房间里很安静,灰衣女士站在床边,叹了口气。
墨镜诡异靠在门框上,双手抱胸,表情复杂。
大家的目光都落在张阳青身上,因为他是这里的主心骨。
而且大家都觉得这种事情最麻烦,谁都没有主意,都在等着看张阳青的高见。
张阳青听完了事情的来龙去脉,点了点头,语气随意得像是在说今天中午吃什么:“明白了,你俩就这么打呗,看眼罩那小子会不会打死你,还是你想办法先弄死他。”

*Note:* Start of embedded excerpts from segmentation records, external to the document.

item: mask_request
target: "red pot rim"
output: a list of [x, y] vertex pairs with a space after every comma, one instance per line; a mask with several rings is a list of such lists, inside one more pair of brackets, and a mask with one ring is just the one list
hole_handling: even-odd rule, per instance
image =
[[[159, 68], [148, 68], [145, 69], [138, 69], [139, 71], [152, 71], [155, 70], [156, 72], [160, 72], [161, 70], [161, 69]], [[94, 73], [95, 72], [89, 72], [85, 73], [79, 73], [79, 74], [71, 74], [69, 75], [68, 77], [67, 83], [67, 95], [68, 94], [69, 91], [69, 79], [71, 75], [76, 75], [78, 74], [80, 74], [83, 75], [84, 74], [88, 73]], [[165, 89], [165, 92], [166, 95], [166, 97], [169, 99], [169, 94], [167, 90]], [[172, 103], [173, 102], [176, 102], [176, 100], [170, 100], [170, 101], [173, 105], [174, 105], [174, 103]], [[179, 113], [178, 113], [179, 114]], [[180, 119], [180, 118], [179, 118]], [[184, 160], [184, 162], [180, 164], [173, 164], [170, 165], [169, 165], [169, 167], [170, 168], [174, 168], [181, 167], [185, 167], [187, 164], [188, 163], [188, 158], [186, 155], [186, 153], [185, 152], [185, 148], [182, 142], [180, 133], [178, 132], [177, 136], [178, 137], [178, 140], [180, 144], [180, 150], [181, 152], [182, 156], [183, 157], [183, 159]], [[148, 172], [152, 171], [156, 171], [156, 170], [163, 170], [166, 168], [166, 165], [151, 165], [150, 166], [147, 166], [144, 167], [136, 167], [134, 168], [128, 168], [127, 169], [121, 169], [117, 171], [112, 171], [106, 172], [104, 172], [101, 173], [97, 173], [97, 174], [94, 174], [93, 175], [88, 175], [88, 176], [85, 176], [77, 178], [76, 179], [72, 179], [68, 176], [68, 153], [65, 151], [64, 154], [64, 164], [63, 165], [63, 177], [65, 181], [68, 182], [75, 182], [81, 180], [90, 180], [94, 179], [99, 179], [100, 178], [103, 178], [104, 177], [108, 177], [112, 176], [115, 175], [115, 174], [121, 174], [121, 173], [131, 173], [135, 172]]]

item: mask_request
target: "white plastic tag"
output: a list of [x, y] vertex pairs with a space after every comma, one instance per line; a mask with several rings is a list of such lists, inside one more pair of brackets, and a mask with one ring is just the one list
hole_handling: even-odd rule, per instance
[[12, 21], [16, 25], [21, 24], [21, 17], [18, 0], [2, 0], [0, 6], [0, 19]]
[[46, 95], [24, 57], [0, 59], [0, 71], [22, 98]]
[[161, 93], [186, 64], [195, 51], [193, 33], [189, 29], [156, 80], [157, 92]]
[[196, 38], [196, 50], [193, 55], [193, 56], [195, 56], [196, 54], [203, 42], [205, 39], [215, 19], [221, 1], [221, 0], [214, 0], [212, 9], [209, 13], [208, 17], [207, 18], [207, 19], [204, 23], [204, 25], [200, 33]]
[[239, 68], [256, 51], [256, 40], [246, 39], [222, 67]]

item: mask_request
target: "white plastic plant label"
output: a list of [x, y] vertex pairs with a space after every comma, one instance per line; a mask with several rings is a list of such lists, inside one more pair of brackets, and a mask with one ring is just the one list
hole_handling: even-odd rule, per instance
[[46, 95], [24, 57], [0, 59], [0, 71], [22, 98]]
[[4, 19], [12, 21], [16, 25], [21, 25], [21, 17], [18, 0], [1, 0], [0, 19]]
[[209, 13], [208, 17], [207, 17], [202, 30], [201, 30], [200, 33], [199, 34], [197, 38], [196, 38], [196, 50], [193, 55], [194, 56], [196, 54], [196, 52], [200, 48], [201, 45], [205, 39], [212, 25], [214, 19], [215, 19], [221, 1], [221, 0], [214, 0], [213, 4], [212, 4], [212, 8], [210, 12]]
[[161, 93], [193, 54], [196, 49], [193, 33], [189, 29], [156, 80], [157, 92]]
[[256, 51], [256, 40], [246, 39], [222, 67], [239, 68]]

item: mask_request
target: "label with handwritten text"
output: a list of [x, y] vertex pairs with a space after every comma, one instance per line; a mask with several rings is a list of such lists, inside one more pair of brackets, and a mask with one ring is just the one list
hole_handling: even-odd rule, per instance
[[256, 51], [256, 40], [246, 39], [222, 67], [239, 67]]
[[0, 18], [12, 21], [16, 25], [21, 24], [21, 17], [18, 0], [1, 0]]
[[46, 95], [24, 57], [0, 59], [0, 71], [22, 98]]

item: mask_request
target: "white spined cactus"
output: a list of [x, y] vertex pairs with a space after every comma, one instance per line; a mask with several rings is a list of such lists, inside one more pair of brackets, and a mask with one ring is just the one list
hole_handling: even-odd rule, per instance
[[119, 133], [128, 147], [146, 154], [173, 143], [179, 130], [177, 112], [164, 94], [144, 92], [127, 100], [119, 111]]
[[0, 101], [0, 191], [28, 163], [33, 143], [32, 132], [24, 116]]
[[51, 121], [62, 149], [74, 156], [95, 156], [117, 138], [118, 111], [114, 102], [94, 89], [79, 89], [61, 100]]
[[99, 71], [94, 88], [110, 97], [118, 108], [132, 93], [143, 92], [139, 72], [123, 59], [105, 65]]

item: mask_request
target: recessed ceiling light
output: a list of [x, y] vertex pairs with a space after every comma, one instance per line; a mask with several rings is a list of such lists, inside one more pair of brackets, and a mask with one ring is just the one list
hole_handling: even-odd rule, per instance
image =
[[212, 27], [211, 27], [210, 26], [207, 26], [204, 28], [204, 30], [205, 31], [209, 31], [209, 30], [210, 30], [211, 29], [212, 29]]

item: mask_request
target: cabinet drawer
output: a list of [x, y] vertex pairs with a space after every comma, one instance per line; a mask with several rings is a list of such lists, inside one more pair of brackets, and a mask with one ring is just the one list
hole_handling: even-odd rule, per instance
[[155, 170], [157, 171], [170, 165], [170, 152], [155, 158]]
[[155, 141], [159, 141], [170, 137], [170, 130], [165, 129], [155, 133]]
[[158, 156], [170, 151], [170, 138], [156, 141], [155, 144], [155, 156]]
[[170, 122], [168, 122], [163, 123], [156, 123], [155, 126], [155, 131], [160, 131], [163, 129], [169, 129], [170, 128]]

周围的人都惊讶了,他们没想到张阳青会这么说,谁也不帮,谁也不偏。
其实对于张阳青来说,我帮谁不就是弄死另一方,这因果还我沾上,还不如你们自己厮杀。
你找到了你父亲,他找到了他的仇人,对于我来说,我的支线任务已经完成。
我能来看你俩一眼,都已经算是仁至义尽了,你还要我做什么?
这件事其实还有很多猫腻,张阳青也猜到了。
比如白裙女子的父亲,到底是不是她真实的父亲?
当初白裙女子父亲背叛眼罩诡异的时候,是正常人类的状态,还是半诡异状态?
这些对张阳青来说都不重要,支线任务而已。
说完,张阳青让白裙女子好好休息,就带人离开了房间。
灰衣女士送他到门口,欲言又止,最终还是什么都没说。
关门,走了几步,就看到旁边墙壁上靠着的人。
是刚刚一直都没出现的眼罩诡异。
张阳青还没开口,墨镜诡异就笑了:“你小子到底怎么回事?做事情婆婆妈妈的,要杀就一起杀,上次还留手,不像你的风格。”
墨镜诡异和他关系不错,两人可以互相开玩笑。
但这次,眼罩诡异没有接话,只是默默地站着。
张阳青看着他,问:“你是不是想问,当年背叛你们家族的,到底是白裙少女她爹,还是现在那只半诡异?你怕杀错,怕继续创造出新的仇恨,让无辜的少女失去父亲。”
眼罩诡异点了点头,声音沙哑:“大神说得没错,是我犹豫了,我怕杀错,怕他当年是被诡异蛊惑,神志不清导致的。”
他的手指在身侧攥紧,又松开,又攥紧。
那种内心的纠结,在他身上体现的淋漓尽致。
张阳青看着他,说了一句:“一旦你出现原谅的情绪,你就动摇了,你基本上就输了。”
眼罩诡异的身体微微震了一下,他的声音变得坚定:“我明白了,大神的意思是告诉我,该杀就杀!”